Eugene Goossens, conductor of the Cincinnati Symphony Orchestra, had written to me at the end of August [1942] about an idea he wanted to put into action for the 1942-43 concert season.  During World War I he had asked British composers for a fanfare to begin each orchestral concert.  It had been so successful that he thought to repeat the procedure in World War II with American composers.

In fact, Goossens went on to request fanfares from 17 composers, including Walter Piston, Darius Milhaud, and Virgil Thomson, and even wrote one himself, but Copland’s is the only one that has remained in the active repertoire.

Additional information about this piece is provided on the Library of Congress website:

“Fanfare for the Common Man” was certainly Copland’s best known concert opener… Goossens, conductor of the Cincinnati Symphony Orchestra, originally had in mind a fanfare “… for Soldiers, or for Airmen or Sailors” and planned to open his 1942 concert season with it.

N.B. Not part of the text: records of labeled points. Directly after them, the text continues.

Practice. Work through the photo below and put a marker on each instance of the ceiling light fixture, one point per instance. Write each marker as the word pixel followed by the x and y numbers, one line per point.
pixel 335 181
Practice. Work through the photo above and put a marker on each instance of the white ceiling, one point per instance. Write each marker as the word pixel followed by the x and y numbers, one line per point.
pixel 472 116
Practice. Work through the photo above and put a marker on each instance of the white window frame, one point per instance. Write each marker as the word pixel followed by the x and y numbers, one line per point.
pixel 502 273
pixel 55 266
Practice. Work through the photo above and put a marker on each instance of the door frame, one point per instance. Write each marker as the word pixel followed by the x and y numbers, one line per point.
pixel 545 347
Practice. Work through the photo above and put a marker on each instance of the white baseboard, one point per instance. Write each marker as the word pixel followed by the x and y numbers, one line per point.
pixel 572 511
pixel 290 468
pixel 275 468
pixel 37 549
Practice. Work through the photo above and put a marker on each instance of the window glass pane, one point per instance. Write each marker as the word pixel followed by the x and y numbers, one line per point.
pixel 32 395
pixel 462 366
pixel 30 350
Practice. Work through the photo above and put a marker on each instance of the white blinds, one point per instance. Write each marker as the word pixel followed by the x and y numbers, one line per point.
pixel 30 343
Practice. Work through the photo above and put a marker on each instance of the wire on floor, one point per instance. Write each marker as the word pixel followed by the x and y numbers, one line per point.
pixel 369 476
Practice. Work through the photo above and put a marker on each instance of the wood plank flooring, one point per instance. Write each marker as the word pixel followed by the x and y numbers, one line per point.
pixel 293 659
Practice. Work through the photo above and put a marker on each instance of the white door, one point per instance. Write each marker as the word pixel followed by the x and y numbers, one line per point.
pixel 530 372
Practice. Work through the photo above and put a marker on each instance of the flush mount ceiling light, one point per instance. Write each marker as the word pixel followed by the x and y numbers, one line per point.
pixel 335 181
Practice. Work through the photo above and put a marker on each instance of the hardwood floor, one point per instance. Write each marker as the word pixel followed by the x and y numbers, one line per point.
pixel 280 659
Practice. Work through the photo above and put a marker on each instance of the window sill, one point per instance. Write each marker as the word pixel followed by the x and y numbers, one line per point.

Aaron Copland later wrote, “The challenge was to compose a traditional fanfare, direct and powerful, yet with a contemporary sound.”  To the ultimate delight of audiences Copland managed to weave musical complexity with popular style.  He worked slowly and deliberately, however, and the piece was not ready until a full month after the proposed premier.

To Goossens’ surprise Copland titled the piece “Fanfare for the Common Man” (although his sketches show he also experimented with other titles such as “Fanfare for a Solemn Ceremony” and “Fanfare for Four Freedoms”).  Fortunately Goossens loved the work, despite his puzzlement over the title, and decided with Copland to preview it on March 12, 1943.  As income taxes were to be paid on March 15 that year, they both felt it was an opportune moment to honor the common man.  Copland later wrote, “Since that occasion, ‘Fanfare’ has been played by many and varied ensembles, ranging from the U.S. Air Force Band to the popular Emerson, Lake, and Palmer group… I confess that I prefer ‘Fanfare’ in the original version, and I later used it in the final movement of my Third Symphony.”

I can well understand Goossens’ puzzlement over Copland’s title.  Far from suggesting a common man, this fanfare embodies all the nobility and majesty that we might expect in a fanfare for a king, an emperor, or some other august personage.  I can easily imagine Copland wracking his brain for the title that best suited his music, and that he decided on “Fanfare for the Common Man” because, though happy to honor the common soldier, sail0r, and airman, he did not want to give his fanfare a title that might be seen as glorifying war.

In this video, we hear the New York Philharmonic conducted by James Levine in a live performance at Carnegie Hall.  Two things stand out as especially noteworthy about this performance.  The first is the extraordinary unison of the four trumpets at the beginning of the piece.  Except for the volume of their sound, we might easily imagine that we are hearing not four trumpets, but one.  The second is the concentration and precision of the timpanist, Roland Kohloff, principal timpanist of the New York Philharmonic for 32 years.  In one of the comments that accompany the YouTube video of this performance, Kohloff’s daughter, Jami Grassi, wrote the following tribute to her father:

So, maybe I dare to say, or not, the timpanist is my father, Roland Kohloff.  He never cared whether there was a camera on him or not, performing for one person or a million.  He just loved to play music.  Student of Saul Goodman’s, my uncle.  Musicians who play from and with heart make expressions with their faces and their bodies, conductors included.  All I hear when I listen to this is the beauty of each individual’s musicianship collectively playing together in this beautiful moment.  Most of these musicians, as my father, are no longer on this earth, but they leave a legacy through their perfor-
mance and with their families who love them.  For me, this is simply watching my papa play with his heart and his soul and I get to watch this and remember him forever.  I Love This.